A vida não se mede somando pontos.
A vida não se mede pelo número de amigos que tens, nem pela forma que os outros te aceitam.
Não se mede segundo com quem sais, com quem costumavas sair, nem pelo numero de pessoas com quem saíste, nem por se nunca saíste com ninguém.
Não se mede pelo número de pessoas que beijaste.
Não se mede pela importância da tua família, pelo dinheiro que tens, pela marca de carro que conduzes, nem pelo local onde estudas ou trabalhas.
Não se mede pela tua beleza física, pela marca de roupa que vestes, nem pelos sapatos, nem pelo tipo de musica que gostas.
A vida não é nada disso.
A vida mede-se segundo a quem amas e a quem magoas.
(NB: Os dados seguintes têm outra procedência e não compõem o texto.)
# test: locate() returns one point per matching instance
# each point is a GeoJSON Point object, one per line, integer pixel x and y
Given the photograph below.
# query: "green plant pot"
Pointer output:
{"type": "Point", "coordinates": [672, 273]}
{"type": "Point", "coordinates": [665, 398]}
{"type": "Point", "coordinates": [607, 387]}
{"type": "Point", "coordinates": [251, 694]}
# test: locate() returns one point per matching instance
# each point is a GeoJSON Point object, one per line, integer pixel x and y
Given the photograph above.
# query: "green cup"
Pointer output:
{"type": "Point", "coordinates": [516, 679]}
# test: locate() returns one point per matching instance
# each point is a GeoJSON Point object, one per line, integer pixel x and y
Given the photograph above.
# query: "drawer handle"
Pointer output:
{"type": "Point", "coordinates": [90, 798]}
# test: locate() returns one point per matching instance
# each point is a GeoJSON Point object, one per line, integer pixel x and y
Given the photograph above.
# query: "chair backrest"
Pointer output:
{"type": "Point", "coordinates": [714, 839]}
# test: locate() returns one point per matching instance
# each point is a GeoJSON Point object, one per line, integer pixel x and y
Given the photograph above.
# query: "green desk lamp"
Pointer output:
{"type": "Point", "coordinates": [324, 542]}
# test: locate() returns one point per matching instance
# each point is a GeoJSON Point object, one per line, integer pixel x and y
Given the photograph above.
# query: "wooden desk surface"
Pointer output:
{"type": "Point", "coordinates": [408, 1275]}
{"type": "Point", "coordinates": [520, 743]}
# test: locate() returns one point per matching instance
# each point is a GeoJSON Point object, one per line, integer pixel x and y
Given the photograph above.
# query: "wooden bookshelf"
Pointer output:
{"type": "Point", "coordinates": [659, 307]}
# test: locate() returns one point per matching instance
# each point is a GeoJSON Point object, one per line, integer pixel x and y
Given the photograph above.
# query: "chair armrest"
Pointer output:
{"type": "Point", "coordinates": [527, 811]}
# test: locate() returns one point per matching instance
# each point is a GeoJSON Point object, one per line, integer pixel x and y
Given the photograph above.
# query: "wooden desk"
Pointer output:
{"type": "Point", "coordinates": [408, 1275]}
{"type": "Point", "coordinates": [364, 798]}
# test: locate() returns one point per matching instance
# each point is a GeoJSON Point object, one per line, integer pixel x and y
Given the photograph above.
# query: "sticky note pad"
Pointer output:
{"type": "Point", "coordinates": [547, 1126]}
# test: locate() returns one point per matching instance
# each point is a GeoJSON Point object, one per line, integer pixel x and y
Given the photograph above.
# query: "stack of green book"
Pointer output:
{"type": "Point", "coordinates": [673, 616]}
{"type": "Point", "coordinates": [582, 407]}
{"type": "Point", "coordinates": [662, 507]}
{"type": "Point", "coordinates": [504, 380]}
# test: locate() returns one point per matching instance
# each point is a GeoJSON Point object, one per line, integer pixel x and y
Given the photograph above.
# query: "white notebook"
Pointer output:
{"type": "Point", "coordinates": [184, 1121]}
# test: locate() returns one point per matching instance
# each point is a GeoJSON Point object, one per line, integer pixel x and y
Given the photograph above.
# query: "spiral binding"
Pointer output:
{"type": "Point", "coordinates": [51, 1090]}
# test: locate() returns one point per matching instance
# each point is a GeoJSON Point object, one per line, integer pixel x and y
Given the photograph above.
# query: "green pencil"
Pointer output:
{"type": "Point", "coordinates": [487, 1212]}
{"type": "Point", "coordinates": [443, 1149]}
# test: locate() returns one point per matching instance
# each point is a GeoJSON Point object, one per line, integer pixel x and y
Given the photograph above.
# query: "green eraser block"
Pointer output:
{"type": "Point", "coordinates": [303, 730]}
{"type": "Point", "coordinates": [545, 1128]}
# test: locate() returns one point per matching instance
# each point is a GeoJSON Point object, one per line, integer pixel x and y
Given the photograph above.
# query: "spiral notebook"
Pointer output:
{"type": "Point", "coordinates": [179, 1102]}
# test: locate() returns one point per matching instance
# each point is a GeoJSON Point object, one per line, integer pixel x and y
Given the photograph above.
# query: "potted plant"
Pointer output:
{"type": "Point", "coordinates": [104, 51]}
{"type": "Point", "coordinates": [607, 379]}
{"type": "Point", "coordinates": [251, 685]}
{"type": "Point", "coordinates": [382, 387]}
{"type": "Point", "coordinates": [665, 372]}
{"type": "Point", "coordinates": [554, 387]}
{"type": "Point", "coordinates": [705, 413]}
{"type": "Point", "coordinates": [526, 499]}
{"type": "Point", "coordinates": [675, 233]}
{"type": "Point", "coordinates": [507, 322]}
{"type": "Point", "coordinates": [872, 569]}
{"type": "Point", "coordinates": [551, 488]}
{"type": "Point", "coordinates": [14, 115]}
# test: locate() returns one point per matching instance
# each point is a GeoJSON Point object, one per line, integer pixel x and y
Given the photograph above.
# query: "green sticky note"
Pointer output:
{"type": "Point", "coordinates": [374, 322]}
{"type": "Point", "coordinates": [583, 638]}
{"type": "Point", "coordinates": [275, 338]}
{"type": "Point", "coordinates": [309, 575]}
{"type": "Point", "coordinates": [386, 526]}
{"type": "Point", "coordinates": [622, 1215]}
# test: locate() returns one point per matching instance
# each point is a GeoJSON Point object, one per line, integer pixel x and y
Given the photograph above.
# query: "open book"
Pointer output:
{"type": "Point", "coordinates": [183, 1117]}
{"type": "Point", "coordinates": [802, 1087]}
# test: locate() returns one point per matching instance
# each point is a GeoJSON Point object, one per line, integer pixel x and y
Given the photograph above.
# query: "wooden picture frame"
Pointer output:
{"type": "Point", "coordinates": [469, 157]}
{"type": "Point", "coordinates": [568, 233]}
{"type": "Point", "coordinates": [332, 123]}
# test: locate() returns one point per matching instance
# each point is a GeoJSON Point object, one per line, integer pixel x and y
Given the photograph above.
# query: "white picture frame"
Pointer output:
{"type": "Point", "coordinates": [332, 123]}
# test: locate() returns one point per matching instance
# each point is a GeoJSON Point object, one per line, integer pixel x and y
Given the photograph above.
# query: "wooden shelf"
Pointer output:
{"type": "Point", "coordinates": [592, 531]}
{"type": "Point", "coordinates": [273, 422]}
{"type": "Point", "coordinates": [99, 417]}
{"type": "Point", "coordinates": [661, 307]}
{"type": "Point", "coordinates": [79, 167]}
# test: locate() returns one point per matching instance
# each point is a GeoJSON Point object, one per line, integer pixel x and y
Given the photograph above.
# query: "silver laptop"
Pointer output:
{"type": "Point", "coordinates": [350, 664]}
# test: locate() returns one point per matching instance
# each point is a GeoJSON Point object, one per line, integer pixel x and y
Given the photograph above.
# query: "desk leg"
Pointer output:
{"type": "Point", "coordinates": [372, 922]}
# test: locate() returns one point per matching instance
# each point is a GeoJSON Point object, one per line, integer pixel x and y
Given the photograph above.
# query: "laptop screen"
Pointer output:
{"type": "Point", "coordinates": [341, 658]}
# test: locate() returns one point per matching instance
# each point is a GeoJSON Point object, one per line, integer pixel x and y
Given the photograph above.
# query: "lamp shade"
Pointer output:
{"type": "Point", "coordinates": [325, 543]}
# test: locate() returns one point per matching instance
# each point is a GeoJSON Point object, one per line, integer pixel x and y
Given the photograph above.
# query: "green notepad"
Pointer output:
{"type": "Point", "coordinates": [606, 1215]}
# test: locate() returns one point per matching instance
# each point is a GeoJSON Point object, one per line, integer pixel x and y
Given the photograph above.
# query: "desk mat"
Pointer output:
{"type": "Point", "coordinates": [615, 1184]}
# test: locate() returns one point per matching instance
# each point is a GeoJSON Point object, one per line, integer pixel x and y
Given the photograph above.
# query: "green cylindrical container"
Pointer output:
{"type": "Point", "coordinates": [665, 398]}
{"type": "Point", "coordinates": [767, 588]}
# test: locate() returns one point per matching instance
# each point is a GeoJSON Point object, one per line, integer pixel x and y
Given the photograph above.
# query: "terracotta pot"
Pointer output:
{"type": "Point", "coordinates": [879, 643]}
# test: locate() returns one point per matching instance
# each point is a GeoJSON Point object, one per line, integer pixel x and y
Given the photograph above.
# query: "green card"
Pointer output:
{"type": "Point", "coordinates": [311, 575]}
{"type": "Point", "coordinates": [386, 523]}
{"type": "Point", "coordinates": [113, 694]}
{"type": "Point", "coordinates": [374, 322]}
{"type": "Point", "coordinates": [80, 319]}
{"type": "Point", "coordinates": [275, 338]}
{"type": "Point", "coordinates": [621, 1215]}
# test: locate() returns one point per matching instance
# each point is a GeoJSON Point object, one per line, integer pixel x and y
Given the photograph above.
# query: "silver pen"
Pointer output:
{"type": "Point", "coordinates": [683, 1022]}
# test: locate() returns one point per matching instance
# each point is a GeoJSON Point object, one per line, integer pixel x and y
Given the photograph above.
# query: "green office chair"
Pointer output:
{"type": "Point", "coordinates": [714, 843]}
Mede-se segundo a felicidade ou tristeza que proporcionas aos outros.
Mede-se pelos compromissos que cumpres e pelas confianças que atraiçoas.
Mede-se pelo sabor que deixas na boca dos outros com a tua presença e com os teus comentários.
Trata-se da amizade, a qual pode ser usada como algo sagrado ou como uma arma.
Trata-se do que se diz, o que se faz e o que se quer dizer ou fazer, seja maléfico ou benéfico.
Trata-se dos juízos que formulas e a quem ou contra quem os comentas.
Trata-se de a quem ignoras intencionalmente.
Trata-se dos ciúmes, do medo, da ignorância e da vingança.
Trata-se do amor, o respeito e o ódio que tens dentro de ti, de como o cultivas e de como o regas.
Principalmente trata-se de se usas a vida para alimentar o coração de outros.
Tu e só tu escolhes a forma como vais afectar os outros, e essas decisões são do que trata a vida.
A vida será tão justa contigo como é com os outros.
Fazer um amigo é fácil, uma graça.
Ter um amigo é um dom.
Conservar um amigo é uma virtude.
Ser um amigo é uma honra.
Mas a vida fala de ti, por aqueles amigos que fielmente soubeste conservar.
Por aqueles a quem te soubeste entregar sem exigências.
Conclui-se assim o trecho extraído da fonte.